Navigating a sea of data
The accomplishments of the genome center that Schwartz has helped build required a multidisciplinary approach. Schwartz has collaborated with chemical engineers, geneticists, physicists, materials scientists and computational biologists both on and off campus.

“Nobody ever considered data like this before, so we’ve worked very closely with computer scientists and mathematicians, most notably Michael Waterman, one of the fathers of bioinformatics.”
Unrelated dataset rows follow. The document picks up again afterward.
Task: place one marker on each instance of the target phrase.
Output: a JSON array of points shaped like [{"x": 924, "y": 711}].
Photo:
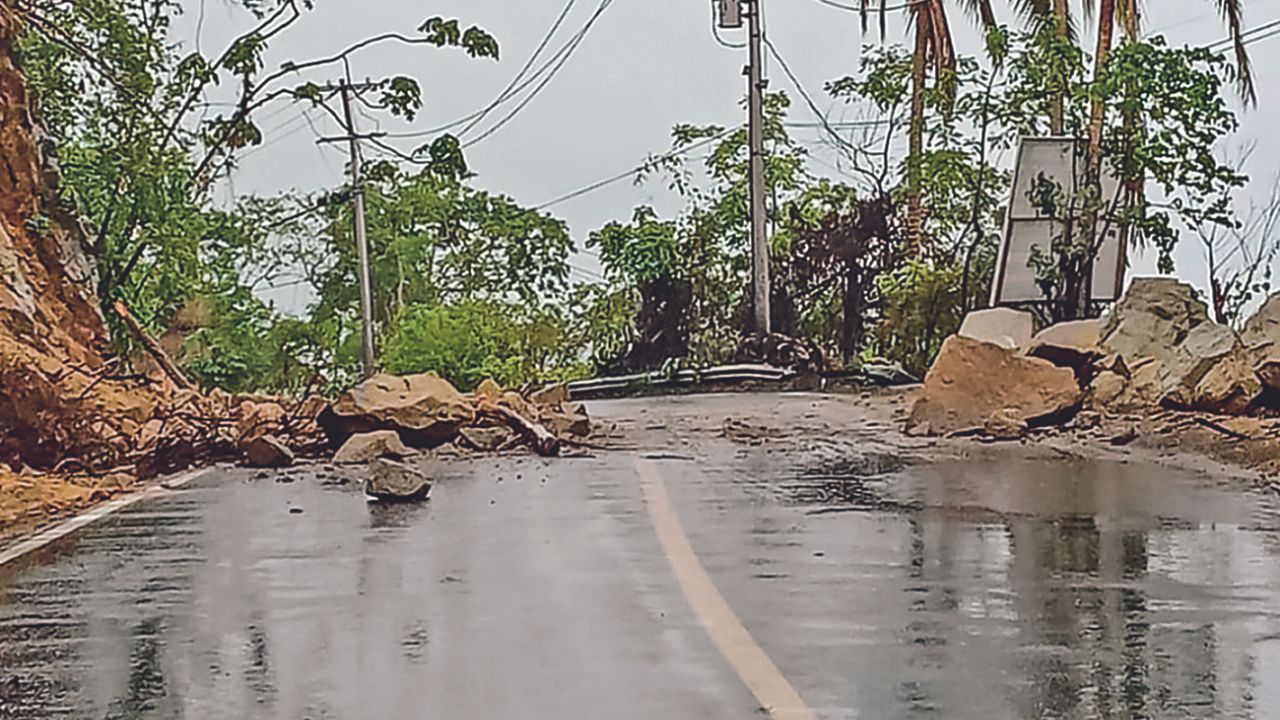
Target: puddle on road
[{"x": 853, "y": 483}]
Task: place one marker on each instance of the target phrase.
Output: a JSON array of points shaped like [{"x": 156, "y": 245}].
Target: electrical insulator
[{"x": 731, "y": 14}]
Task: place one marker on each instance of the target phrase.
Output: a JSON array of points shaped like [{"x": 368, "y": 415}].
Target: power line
[
  {"x": 859, "y": 9},
  {"x": 813, "y": 106},
  {"x": 1249, "y": 36},
  {"x": 515, "y": 89},
  {"x": 632, "y": 172},
  {"x": 567, "y": 53},
  {"x": 510, "y": 90}
]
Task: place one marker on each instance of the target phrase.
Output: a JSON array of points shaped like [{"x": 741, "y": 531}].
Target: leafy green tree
[
  {"x": 435, "y": 244},
  {"x": 140, "y": 149}
]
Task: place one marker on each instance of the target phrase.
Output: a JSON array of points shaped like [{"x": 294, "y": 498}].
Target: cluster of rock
[
  {"x": 385, "y": 419},
  {"x": 1157, "y": 347}
]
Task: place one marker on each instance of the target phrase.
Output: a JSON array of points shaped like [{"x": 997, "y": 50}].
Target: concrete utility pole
[
  {"x": 368, "y": 361},
  {"x": 755, "y": 131}
]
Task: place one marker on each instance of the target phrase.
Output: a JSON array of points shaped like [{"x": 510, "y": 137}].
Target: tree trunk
[
  {"x": 1097, "y": 114},
  {"x": 1061, "y": 18},
  {"x": 1077, "y": 287},
  {"x": 854, "y": 309}
]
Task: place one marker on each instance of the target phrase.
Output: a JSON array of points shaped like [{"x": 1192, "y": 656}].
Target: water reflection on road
[{"x": 529, "y": 589}]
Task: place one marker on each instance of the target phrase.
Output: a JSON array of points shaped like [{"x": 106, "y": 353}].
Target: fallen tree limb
[
  {"x": 1220, "y": 428},
  {"x": 152, "y": 347},
  {"x": 543, "y": 441}
]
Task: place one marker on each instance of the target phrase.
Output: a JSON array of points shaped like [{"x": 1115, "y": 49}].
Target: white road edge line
[
  {"x": 58, "y": 532},
  {"x": 734, "y": 641}
]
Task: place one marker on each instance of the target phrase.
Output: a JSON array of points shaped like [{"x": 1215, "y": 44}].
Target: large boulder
[
  {"x": 973, "y": 381},
  {"x": 1005, "y": 327},
  {"x": 1261, "y": 338},
  {"x": 365, "y": 447},
  {"x": 396, "y": 482},
  {"x": 425, "y": 409},
  {"x": 1075, "y": 343},
  {"x": 1202, "y": 365}
]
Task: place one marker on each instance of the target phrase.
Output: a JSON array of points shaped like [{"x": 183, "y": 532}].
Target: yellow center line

These collaborations helped Schwartz’s team acquire the processing heft to sort through 20,000–25,000 genes and hundreds of millions of base pairs. With 200 computers in his lab and another 1,000 at his disposal, Schwartz and his team have been able to collect and analyze huge data sets.

“One of the things we’ve been able to do is integrate this whole thing. We are the only university in the world doing single-molecule genome analysis. “What is before us is the genomics era, being able to
analyze complex data sets from a very large number of individuals. Ultimately, we will be able to know every base, every message, every peptide, every interaction, in every cell, under every stress,” says Schwartz. “We are revolutionizing the way we do science.”